# Prime Numbers

1. Mar 11, 2012

### sciencecrazy

--> Why are prime numbers so important to number theory? (Apart from speculations of being connected to energy levels of complex quantum systems.)

--> Let for time being, primes that we know of, be called primes of "type-2". Here '2' comes from the definition of primes. Since we consider primes as those numbers, which have no "pair" of factors, apart from 1 and itself.
If a number c is not prime, then c= a*b has atleast some a and b ≠1 or c.

--> Let us now call a number, a prime of "type-3",such that number has no 3-tuple of factors apart from 1 or number itself.
It's converse can be stated as:
d = a*b*c
where a,b,c ≠ 1or d.

--> it can be observed that primes of 'type 2' are actually subset of 'type 3'.
--> All 2-digit numbers are primes of type 3.
--> If we go on increasing our type numbers, all smaller types are actually subset of larger types.

--> Doesn't this makes idea of primes look abstract or random, and defining them on basis of 'pairs of factors' a kind-of bias?
--> My apolgies, if i said something wrong.

2. Mar 11, 2012

### dodo

Hi, sciencecrazy,
primes, as it is often said, are the 'building blocks' of natural numbers (the numbers you use to count: 1, 2, 3, 4, ...).
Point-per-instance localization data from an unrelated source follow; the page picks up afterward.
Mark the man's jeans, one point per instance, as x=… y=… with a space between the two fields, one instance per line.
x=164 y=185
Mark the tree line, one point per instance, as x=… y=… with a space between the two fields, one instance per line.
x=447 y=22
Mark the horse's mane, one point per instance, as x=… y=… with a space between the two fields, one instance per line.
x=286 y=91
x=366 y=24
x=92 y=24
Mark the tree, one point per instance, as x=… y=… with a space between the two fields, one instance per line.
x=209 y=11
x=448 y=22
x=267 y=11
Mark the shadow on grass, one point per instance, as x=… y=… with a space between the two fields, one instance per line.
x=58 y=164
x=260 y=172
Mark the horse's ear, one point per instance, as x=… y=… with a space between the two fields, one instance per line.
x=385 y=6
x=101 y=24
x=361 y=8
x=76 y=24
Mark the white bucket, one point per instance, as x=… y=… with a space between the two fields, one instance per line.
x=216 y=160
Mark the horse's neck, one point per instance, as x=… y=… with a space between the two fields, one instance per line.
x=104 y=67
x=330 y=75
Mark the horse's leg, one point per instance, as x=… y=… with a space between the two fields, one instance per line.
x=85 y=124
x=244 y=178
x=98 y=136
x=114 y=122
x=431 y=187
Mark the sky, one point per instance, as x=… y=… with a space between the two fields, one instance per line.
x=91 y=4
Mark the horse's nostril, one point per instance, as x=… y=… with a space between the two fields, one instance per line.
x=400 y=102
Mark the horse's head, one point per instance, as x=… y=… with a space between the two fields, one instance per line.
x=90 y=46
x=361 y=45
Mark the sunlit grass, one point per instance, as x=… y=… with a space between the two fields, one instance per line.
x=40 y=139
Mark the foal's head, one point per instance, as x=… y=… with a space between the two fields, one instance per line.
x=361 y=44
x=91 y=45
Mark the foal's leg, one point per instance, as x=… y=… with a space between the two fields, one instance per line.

The natural numbers are "bags of primes": you can imagine each one as a little bag containing a collection of primes (possibly repeated) inside. The content of this bag is a kind of "signature", personal and unique for each number: the number 20, for example, has two 2's and one 5 in its bag, and it is the only number with this content; another number would have a different collection of primes in its bag. The number 1 is the owner of the empty bag, with no primes in it. Many properties in number theory are traceable to these "bags": for example, two numbers are coprime when the intersection of their bags is empty.

As for your "type-n" classification, consider the differences between types. For example, think of the "type-3" primes which are *not* of "type-2". These are numbers with exactly two primes in their bags, neither more nor less. They are known as "semiprimes", and they play a role in cryptography. The principle is that, for very large numbers, multiplying two primes to produce a semiprime is very easy; while, on the other hand, having the semiprime and trying to find the two primes that compose it is computationally very expensive.